11.1.2. How TMS is stored internally

The KB datastructures relevant to TMS are arguments, deductions, beliefs, supports, and assertions. Here are a couple of graphs explaining their relationships to each other. The diagonal lines are genls links and the dashed arrow is a "contains many" link.

            argument         
           /        \      
     belief         deduction  - - - - - ->  support
      /                                     /       \
asserted argument                   assertion       hl-support

Every assertion in the KB is justified by at least one argument. A belief is an unjustified argument. Currently the most common belief is an asserted argument, which says, effectively, "because somebody told me so." A deduction is basically a set of supports which constitute a deductive proof for the assertion they justify.

For example, if we had an argument justifying the assertion

  (isa Lassie Dog)

in the BiologyMt,

a reasonable set of supports for this argument might be the assertion

  (isa Lassie Collie)

in the BiologyMt,

and the rule

  (implies
    (isa ?X Collie)
    (isa ?X Dog))  

in the BaseKB.

However, reasoning of this sort is actually done via SBHL, not by explicit rules. So a more realistic support for this argument would be

  :ISA (isa Lassie Collie) 

in BiologyMt

which is an HL support, telling us that the :ISA HL TMS module supports the assertion. HL supports will be discussed in more detail later.

11.1.3. Argumentation

Argumentation is how Cyc deals with possibly contradictory information when it is added to its knowledge base. It looks at the set of arguments which are supporting an assertion or its negation, and attempts to adjudicate which should win out. Here is the algorithm it uses to adjudicate.

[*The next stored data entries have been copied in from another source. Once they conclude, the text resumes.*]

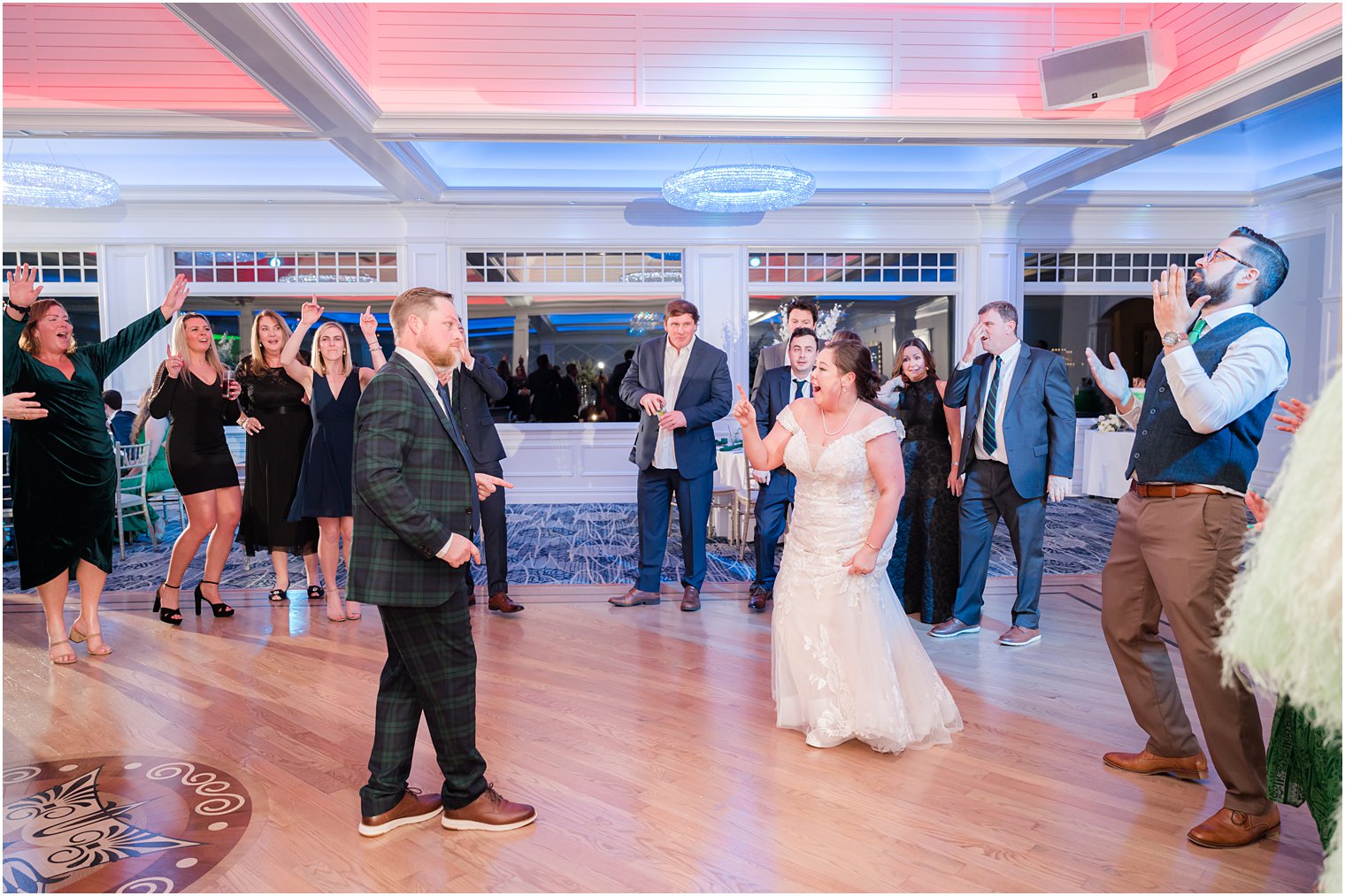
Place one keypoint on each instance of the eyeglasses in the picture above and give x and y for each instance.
(1213, 256)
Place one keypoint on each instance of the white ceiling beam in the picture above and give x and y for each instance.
(276, 49)
(1303, 70)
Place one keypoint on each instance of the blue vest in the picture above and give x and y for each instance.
(1168, 449)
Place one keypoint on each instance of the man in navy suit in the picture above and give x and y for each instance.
(473, 387)
(778, 389)
(682, 384)
(1017, 447)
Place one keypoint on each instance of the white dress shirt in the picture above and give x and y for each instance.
(427, 373)
(1255, 364)
(1009, 359)
(674, 367)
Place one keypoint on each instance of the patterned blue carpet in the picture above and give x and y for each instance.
(596, 544)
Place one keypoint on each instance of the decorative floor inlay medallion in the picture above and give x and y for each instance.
(119, 823)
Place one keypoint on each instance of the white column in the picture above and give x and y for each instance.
(132, 281)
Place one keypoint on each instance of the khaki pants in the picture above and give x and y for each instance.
(1179, 555)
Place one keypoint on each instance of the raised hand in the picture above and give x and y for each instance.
(1172, 311)
(25, 287)
(311, 314)
(486, 486)
(652, 402)
(173, 364)
(17, 407)
(974, 342)
(176, 296)
(369, 325)
(1297, 415)
(742, 412)
(1112, 381)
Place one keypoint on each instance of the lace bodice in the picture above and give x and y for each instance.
(835, 494)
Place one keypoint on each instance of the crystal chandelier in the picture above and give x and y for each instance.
(46, 186)
(739, 188)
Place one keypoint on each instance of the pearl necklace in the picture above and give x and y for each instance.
(842, 425)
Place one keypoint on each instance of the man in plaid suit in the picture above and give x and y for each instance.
(416, 513)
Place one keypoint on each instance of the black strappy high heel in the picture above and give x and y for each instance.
(170, 615)
(219, 609)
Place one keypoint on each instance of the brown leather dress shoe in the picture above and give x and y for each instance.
(1146, 763)
(411, 808)
(501, 603)
(952, 629)
(1019, 637)
(634, 598)
(1230, 828)
(488, 811)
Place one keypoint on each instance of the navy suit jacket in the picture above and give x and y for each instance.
(473, 390)
(706, 394)
(1039, 425)
(771, 397)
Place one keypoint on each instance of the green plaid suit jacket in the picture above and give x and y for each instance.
(414, 487)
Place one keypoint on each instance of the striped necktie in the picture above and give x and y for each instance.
(988, 425)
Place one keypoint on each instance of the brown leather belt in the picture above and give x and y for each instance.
(1176, 490)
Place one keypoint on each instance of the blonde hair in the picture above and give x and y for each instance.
(258, 356)
(179, 345)
(319, 362)
(28, 338)
(417, 300)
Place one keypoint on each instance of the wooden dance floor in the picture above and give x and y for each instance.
(227, 756)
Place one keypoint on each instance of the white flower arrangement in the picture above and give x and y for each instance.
(827, 323)
(1111, 423)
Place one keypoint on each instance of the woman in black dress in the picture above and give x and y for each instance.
(326, 482)
(925, 557)
(64, 474)
(198, 395)
(277, 424)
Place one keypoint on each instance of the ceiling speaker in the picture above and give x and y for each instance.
(1106, 70)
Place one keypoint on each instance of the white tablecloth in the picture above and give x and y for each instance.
(1106, 457)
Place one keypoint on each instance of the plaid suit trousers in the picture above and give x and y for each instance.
(431, 669)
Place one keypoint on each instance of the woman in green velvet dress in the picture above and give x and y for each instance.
(64, 475)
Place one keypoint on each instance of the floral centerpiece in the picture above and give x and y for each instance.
(1111, 423)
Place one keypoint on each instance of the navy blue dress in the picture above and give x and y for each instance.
(326, 479)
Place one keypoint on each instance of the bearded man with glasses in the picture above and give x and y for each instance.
(1181, 526)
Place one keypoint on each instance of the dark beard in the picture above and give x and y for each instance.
(1197, 287)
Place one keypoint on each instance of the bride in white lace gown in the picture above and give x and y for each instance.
(843, 658)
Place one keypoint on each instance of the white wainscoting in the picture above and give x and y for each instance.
(569, 463)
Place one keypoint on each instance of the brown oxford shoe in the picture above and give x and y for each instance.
(501, 603)
(411, 808)
(488, 811)
(634, 598)
(1146, 763)
(1230, 828)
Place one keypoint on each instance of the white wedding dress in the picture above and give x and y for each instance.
(843, 658)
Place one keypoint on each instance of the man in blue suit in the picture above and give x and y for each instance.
(682, 385)
(779, 387)
(1017, 447)
(473, 387)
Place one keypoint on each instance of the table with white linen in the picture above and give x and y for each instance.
(1106, 457)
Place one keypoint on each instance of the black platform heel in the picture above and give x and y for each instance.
(170, 615)
(219, 609)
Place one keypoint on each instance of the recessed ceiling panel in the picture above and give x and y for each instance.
(201, 163)
(644, 165)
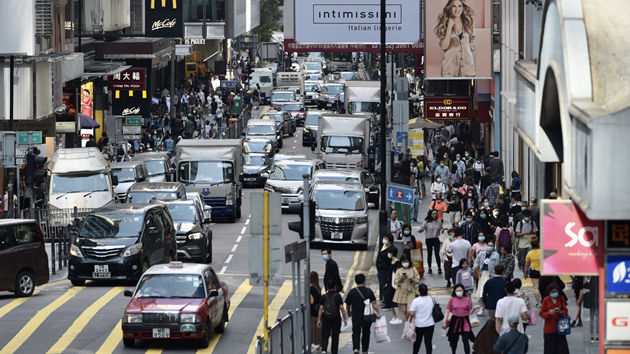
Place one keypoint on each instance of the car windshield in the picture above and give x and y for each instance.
(214, 172)
(275, 116)
(336, 199)
(292, 107)
(79, 183)
(290, 172)
(257, 146)
(155, 167)
(112, 224)
(183, 213)
(255, 130)
(145, 197)
(254, 160)
(283, 96)
(125, 175)
(342, 144)
(171, 286)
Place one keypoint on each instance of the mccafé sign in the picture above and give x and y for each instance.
(447, 108)
(164, 18)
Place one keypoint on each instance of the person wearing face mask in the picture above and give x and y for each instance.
(383, 264)
(553, 308)
(432, 227)
(406, 278)
(460, 307)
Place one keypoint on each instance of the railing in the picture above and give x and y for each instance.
(281, 336)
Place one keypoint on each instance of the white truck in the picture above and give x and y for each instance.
(362, 96)
(78, 177)
(264, 78)
(292, 81)
(213, 168)
(343, 141)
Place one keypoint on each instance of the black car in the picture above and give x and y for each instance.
(122, 241)
(193, 232)
(254, 165)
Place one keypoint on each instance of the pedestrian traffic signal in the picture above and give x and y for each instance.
(34, 166)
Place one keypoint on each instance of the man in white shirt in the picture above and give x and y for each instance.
(510, 305)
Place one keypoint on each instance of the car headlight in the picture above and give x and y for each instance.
(190, 318)
(76, 251)
(361, 220)
(196, 236)
(132, 318)
(133, 250)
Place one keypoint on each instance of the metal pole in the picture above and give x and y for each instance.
(382, 215)
(266, 268)
(307, 261)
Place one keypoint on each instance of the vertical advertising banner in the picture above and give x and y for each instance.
(571, 243)
(458, 39)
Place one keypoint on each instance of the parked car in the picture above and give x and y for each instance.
(176, 301)
(121, 242)
(23, 258)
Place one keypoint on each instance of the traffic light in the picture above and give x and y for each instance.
(34, 166)
(298, 226)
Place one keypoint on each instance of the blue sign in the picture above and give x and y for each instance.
(618, 274)
(400, 194)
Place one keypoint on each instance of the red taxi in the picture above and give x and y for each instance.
(176, 301)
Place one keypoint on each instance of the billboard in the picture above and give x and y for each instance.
(458, 39)
(447, 108)
(356, 21)
(571, 243)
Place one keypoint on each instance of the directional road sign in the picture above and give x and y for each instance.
(399, 193)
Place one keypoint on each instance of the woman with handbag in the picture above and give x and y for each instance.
(457, 321)
(421, 312)
(553, 309)
(405, 279)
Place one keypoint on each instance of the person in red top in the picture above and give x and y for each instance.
(553, 308)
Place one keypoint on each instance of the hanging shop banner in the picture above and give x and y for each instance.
(130, 79)
(447, 108)
(571, 244)
(458, 39)
(131, 103)
(356, 21)
(164, 18)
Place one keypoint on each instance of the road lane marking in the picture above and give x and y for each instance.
(274, 309)
(235, 300)
(83, 320)
(351, 270)
(112, 341)
(37, 320)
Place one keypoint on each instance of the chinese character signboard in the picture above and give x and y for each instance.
(571, 244)
(447, 108)
(131, 79)
(164, 18)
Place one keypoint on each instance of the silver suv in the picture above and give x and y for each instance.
(341, 212)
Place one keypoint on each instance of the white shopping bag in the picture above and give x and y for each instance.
(380, 331)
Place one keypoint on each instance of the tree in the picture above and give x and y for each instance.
(270, 15)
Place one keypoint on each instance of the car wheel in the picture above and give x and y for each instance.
(129, 342)
(205, 341)
(79, 282)
(24, 284)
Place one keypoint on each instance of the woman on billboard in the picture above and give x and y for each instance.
(456, 34)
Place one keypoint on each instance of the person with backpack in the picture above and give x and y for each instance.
(362, 307)
(329, 319)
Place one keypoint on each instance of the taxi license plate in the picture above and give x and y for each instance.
(161, 332)
(101, 271)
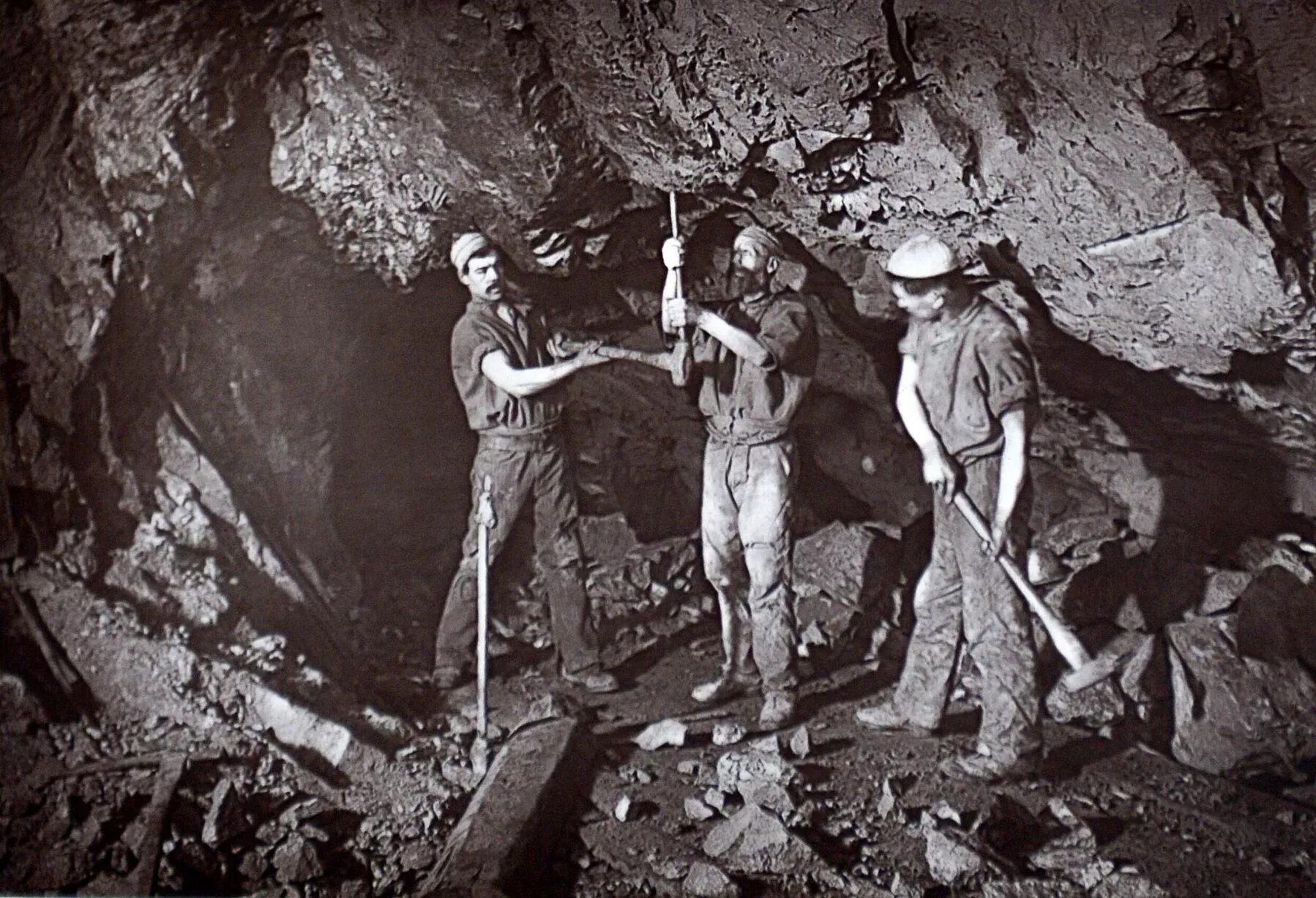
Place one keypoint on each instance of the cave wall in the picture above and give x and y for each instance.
(219, 216)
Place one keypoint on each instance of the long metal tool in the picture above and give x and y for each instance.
(664, 361)
(1085, 670)
(681, 364)
(485, 520)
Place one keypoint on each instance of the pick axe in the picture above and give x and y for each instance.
(485, 520)
(670, 361)
(1085, 670)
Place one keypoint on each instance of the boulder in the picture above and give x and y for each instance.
(1223, 590)
(761, 777)
(757, 842)
(709, 881)
(949, 858)
(1276, 618)
(834, 560)
(1225, 713)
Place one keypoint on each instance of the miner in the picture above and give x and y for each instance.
(508, 373)
(755, 357)
(968, 397)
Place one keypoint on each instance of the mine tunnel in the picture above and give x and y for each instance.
(237, 469)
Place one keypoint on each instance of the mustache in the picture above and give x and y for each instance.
(739, 275)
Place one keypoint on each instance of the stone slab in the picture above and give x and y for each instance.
(504, 843)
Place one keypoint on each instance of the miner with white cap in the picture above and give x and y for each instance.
(508, 373)
(757, 359)
(968, 397)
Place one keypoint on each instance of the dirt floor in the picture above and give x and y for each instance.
(821, 807)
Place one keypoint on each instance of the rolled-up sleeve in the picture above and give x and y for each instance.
(788, 334)
(1011, 373)
(471, 343)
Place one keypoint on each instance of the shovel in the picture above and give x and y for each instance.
(485, 520)
(1085, 670)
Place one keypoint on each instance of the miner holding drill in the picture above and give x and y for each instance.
(755, 359)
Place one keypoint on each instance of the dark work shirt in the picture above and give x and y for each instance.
(741, 400)
(971, 370)
(520, 334)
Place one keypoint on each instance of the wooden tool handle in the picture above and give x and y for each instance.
(1066, 643)
(485, 519)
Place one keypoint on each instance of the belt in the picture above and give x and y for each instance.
(520, 441)
(745, 431)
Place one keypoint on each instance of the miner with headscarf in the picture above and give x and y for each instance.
(755, 357)
(968, 397)
(508, 372)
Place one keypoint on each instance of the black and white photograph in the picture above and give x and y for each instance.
(658, 448)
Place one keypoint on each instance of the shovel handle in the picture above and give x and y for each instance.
(681, 351)
(482, 605)
(1066, 643)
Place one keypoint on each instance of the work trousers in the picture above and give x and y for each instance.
(745, 524)
(964, 596)
(523, 469)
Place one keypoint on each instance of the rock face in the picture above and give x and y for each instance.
(224, 298)
(1232, 713)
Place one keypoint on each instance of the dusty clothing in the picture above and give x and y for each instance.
(742, 402)
(965, 593)
(521, 449)
(971, 370)
(749, 474)
(520, 334)
(745, 525)
(524, 469)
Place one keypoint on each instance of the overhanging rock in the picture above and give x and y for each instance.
(1232, 713)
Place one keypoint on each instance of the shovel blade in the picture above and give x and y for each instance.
(1091, 673)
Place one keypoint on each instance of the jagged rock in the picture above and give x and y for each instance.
(662, 734)
(1074, 850)
(1045, 566)
(727, 734)
(607, 540)
(755, 840)
(698, 810)
(1096, 706)
(1257, 555)
(760, 777)
(224, 819)
(949, 860)
(799, 743)
(1126, 884)
(296, 860)
(1231, 713)
(834, 561)
(709, 881)
(1223, 590)
(1031, 889)
(1276, 618)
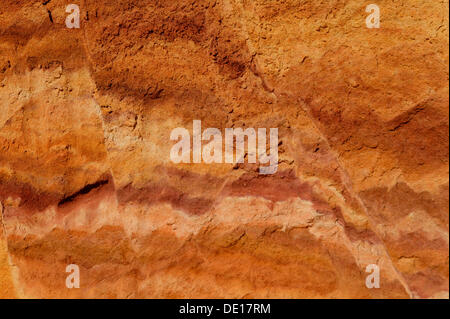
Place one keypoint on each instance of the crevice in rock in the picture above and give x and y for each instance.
(85, 190)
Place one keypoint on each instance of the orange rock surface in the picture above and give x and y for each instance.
(86, 177)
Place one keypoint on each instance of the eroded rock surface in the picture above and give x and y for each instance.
(86, 177)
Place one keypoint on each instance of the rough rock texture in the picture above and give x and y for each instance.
(86, 178)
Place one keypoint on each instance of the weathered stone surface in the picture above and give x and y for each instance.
(86, 178)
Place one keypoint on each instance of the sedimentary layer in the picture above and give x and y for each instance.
(86, 177)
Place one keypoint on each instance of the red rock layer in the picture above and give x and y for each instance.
(86, 178)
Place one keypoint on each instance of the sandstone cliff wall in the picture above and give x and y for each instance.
(86, 178)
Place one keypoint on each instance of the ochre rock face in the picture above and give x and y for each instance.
(86, 176)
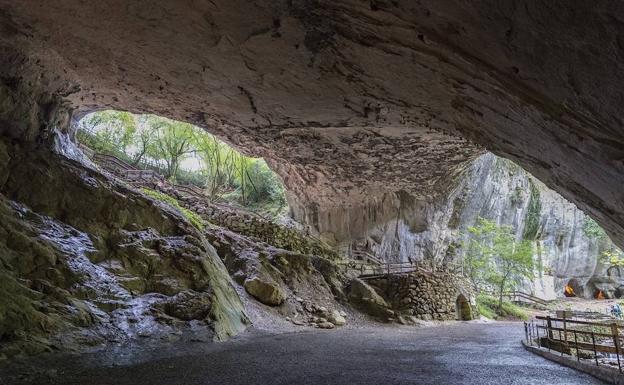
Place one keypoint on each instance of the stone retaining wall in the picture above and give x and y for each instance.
(252, 225)
(426, 296)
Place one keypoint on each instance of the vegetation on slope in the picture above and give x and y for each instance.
(495, 259)
(488, 307)
(191, 216)
(185, 154)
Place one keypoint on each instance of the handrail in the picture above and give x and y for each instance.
(564, 337)
(367, 255)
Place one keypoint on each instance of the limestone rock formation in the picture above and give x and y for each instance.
(269, 293)
(497, 189)
(367, 300)
(86, 261)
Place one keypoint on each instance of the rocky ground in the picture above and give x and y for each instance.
(463, 353)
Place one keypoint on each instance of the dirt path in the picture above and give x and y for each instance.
(468, 353)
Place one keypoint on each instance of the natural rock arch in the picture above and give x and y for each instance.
(574, 289)
(464, 311)
(351, 103)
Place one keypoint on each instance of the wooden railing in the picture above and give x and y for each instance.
(365, 256)
(579, 338)
(371, 270)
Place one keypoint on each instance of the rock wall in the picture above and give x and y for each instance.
(427, 296)
(85, 260)
(253, 225)
(497, 189)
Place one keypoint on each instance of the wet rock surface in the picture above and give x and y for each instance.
(468, 353)
(87, 261)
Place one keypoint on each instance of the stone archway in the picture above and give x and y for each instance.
(462, 306)
(573, 289)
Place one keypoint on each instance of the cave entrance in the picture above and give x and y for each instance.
(462, 306)
(179, 159)
(573, 289)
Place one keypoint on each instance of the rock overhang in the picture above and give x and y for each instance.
(349, 100)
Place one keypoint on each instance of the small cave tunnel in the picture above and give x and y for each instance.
(573, 289)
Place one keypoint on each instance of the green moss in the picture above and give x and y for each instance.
(458, 208)
(191, 216)
(488, 307)
(593, 230)
(532, 218)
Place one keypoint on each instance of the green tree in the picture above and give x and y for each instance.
(111, 131)
(496, 256)
(174, 141)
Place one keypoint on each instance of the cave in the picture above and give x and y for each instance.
(464, 312)
(573, 289)
(367, 111)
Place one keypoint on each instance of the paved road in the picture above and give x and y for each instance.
(469, 353)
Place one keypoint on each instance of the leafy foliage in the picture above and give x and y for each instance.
(494, 257)
(612, 257)
(593, 230)
(188, 214)
(163, 145)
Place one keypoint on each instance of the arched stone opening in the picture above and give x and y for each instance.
(573, 289)
(464, 311)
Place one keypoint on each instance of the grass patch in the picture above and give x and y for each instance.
(191, 216)
(488, 307)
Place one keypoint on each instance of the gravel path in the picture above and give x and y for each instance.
(468, 353)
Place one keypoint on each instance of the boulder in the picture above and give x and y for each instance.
(326, 325)
(336, 318)
(366, 299)
(269, 293)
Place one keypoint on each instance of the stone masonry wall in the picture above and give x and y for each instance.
(423, 295)
(253, 225)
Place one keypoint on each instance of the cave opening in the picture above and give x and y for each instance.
(153, 152)
(463, 309)
(573, 289)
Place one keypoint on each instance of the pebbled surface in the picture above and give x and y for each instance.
(468, 354)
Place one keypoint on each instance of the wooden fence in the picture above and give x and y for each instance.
(585, 340)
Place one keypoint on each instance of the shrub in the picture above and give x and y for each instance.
(488, 307)
(191, 216)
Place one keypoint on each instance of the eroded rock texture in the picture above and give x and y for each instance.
(349, 100)
(85, 260)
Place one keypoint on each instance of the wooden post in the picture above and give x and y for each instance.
(565, 331)
(616, 342)
(578, 358)
(594, 343)
(549, 328)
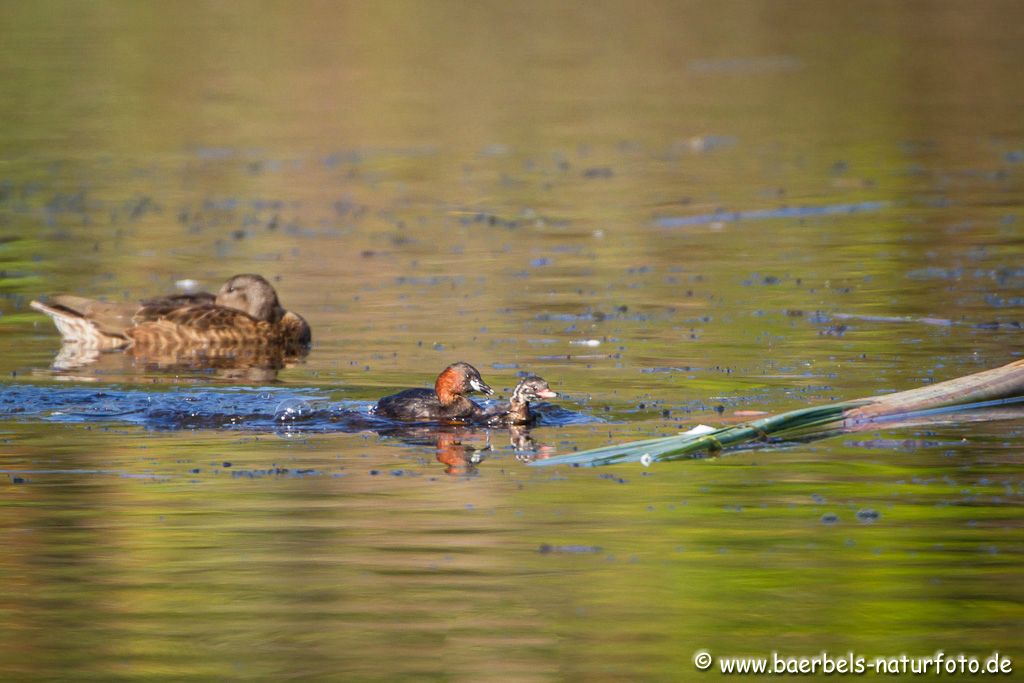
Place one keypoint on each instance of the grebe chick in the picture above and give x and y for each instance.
(244, 313)
(445, 401)
(516, 412)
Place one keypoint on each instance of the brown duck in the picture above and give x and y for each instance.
(245, 313)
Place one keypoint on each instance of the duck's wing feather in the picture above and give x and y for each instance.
(203, 325)
(152, 309)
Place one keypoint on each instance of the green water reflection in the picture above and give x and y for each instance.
(438, 181)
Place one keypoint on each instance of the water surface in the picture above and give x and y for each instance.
(671, 215)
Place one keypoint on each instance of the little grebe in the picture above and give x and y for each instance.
(245, 312)
(445, 401)
(516, 412)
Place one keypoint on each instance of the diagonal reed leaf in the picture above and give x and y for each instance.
(991, 387)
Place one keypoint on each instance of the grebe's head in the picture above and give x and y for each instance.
(458, 380)
(252, 294)
(530, 388)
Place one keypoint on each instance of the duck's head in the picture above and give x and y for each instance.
(530, 388)
(460, 379)
(252, 294)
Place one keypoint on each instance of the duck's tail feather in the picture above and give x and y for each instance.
(75, 328)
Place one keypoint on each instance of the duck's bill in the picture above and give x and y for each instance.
(478, 385)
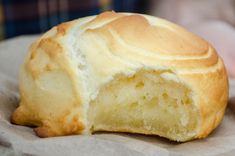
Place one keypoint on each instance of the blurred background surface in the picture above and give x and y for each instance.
(214, 20)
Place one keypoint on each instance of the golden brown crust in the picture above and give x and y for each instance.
(55, 92)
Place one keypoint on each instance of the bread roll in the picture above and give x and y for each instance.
(122, 72)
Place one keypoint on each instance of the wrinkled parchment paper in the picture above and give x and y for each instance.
(19, 140)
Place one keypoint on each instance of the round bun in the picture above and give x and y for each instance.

If there's only one argument, it wins.
Otherwise, we know we have more than one argument.
If all the arguments have the same truth and strength (strength being either default or monotonic), then the assertion's truth and strength are determined by that of the arguments.
Otherwise, we know we have differing arguments.
If Cyc has both a monotonically true and a monotonically false argument for an assertion, this currently produces an error.
Otherwise, we know that we don't have a hard contradiction.
If there is a monotonic argument for an assertion, the monotonic argument wins.
Otherwise, we know that we don't have any monotonic arguments, only default arguments.
If there is a belief argument (and there can be at most one), it takes precedence over a deduced argument.
Otherwise, we know that we have only default deduced arguments -- no monotonic arguments and no belief arguments.
If we have a true argument but lack a false argument, deem the assertion true.
If we have a false argument but lack a true argument, deem the assertion false.
Otherwise, one of two cases obtains: (1) we have at least one default deduced true argument and one default deduced false argument, or (2) all arguments have a truth value of "unknown".
At this point, Cyc gives up and deems the assertion unknown.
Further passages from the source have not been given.